Le tribunal de commerce de Boulogne-sur-Mer, dans un jugement du 8 janvier 2026, autorise le maintien de la période d’observation d’une société en redressement judiciaire. Une procédure de redressement judiciaire avait été ouverte le 23 octobre 2025 à l’égard d’une société gérant des résidences de service à la personne. Le chef d’entreprise a été invité à comparaître pour démontrer la capacité de l’entreprise à poursuivre son activité. La question de droit portait sur l’opportunité de prolonger la période d’observation au vu des capacités financières de l’entreprise. Le tribunal a autorisé le maintien de la période d’observation jusqu’au 23 avril 2026.
I. Les conditions de la poursuite de l’activité durant la période d’observation
Le tribunal vérifie que l’entreprise dispose des capacités suffisantes au financement de la poursuite de son activité. Il constate que « la poursuite de l’activité se déroule de façon satisfaisante » (Attendu que). Cette appréciation repose sur les informations recueillies lors des débats et sur les pièces communiquées. La trésorerie positive et l’absence de dettes nouvelles confortent cette décision. Le sens de cette solution est de conditionner la poursuite à une viabilité économique démontrée.

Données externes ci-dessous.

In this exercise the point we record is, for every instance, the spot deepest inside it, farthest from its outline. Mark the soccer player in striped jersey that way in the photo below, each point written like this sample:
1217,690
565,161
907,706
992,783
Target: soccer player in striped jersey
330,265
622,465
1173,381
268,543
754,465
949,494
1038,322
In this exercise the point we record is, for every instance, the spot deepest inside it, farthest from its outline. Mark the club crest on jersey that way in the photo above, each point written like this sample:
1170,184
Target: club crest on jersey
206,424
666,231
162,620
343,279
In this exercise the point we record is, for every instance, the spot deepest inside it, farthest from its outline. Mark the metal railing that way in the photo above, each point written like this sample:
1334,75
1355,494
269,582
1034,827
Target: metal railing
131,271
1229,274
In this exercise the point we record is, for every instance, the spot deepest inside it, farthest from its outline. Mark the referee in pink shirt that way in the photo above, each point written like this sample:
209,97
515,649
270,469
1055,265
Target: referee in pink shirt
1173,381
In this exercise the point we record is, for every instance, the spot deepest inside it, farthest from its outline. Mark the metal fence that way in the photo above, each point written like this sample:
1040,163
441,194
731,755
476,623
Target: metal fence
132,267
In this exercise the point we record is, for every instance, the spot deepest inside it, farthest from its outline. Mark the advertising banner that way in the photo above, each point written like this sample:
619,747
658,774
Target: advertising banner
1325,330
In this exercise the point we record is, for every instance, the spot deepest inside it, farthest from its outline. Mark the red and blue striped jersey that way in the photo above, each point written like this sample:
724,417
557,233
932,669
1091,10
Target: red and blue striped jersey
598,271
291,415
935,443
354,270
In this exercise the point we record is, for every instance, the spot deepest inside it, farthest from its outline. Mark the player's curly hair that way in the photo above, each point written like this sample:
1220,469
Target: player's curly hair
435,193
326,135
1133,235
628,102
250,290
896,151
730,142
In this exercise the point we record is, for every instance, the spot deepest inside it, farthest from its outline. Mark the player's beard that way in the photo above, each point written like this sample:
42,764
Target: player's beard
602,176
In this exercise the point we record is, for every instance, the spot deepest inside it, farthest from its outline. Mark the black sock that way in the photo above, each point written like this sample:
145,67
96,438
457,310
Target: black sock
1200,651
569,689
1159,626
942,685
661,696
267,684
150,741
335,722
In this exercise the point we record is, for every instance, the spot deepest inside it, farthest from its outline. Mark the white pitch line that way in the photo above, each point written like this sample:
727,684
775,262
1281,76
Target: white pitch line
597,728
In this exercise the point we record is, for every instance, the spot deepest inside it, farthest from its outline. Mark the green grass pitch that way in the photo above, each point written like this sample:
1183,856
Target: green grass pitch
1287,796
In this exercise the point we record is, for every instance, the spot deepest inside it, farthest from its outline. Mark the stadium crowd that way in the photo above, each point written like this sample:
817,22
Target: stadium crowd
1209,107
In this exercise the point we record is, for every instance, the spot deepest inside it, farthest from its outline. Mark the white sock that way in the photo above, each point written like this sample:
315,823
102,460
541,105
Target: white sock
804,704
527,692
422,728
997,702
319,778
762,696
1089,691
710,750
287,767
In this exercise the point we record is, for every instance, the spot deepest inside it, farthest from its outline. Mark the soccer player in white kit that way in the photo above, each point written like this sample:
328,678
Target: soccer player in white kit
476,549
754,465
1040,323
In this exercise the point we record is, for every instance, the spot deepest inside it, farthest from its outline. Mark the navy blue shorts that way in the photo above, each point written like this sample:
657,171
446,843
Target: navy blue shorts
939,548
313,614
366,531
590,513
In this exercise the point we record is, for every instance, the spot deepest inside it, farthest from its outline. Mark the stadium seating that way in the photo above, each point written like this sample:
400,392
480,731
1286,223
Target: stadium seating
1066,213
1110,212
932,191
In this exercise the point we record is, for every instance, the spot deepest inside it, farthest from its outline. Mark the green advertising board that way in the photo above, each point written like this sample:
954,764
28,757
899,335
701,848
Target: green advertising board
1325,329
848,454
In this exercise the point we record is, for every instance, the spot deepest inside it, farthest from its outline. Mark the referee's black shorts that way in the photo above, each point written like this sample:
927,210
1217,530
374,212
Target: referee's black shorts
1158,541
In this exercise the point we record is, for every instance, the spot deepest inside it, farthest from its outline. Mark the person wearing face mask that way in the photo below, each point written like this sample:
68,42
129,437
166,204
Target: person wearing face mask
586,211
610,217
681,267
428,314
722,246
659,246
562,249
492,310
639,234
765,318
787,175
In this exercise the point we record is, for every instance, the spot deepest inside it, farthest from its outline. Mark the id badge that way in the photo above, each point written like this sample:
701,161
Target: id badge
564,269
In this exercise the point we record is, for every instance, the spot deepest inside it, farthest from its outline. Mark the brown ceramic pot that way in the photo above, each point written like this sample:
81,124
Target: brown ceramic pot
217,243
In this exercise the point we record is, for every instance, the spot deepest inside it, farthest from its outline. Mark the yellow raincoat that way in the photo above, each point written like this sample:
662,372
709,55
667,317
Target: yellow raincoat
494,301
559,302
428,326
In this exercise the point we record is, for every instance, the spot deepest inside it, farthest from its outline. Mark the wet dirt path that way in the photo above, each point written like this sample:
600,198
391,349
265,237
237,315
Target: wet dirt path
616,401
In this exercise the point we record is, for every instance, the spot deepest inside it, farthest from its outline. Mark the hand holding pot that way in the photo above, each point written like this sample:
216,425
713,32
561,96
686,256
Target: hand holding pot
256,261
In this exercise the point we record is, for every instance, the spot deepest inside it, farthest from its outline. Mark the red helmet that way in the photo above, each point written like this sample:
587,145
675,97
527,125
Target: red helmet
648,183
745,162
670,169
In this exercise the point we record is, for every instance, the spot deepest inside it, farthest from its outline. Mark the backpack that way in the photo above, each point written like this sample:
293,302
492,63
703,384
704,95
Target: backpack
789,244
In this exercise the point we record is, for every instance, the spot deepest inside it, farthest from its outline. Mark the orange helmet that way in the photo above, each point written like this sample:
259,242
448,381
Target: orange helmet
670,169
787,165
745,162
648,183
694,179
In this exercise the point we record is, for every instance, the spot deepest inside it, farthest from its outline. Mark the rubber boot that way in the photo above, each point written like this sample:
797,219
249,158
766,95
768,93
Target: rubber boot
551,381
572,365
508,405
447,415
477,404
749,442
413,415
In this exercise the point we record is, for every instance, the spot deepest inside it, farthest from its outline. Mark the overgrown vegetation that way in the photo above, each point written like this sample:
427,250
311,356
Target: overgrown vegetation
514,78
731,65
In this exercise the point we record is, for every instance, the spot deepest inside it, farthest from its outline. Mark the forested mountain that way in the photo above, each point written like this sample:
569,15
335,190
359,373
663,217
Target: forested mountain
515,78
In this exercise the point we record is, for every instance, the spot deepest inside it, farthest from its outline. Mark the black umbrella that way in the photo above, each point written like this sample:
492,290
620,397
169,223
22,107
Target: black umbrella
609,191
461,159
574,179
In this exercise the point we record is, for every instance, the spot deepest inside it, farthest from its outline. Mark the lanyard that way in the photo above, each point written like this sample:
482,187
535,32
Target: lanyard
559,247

Sa valeur réside dans l’application concrète de l’article L 631-15 du code de commerce. Sa portée est de permettre au débiteur de préparer un plan de redressement sous contrôle judiciaire.
II. Les effets de la décision sur la procédure collective et les obligations du débiteur
Le tribunal fixe le terme de la période d’observation au 23 avril 2026 et convoque le chef d’entreprise à une audience d’examen. Il ordonne la transmission d’une situation comptable et d’un prévisionnel quinze jours avant cette date. Le jugement emploie les dépens en frais privilégiés de procédure et ordonne les publicités légales. Le sens de ces mesures est d’assurer un suivi rigoureux de la gestion. Leur valeur est d’encadrer le débiteur dans ses obligations d’information et de transparence. Leur portée est de garantir la protection des créanciers et la sincérité des comptes présentés au tribunal.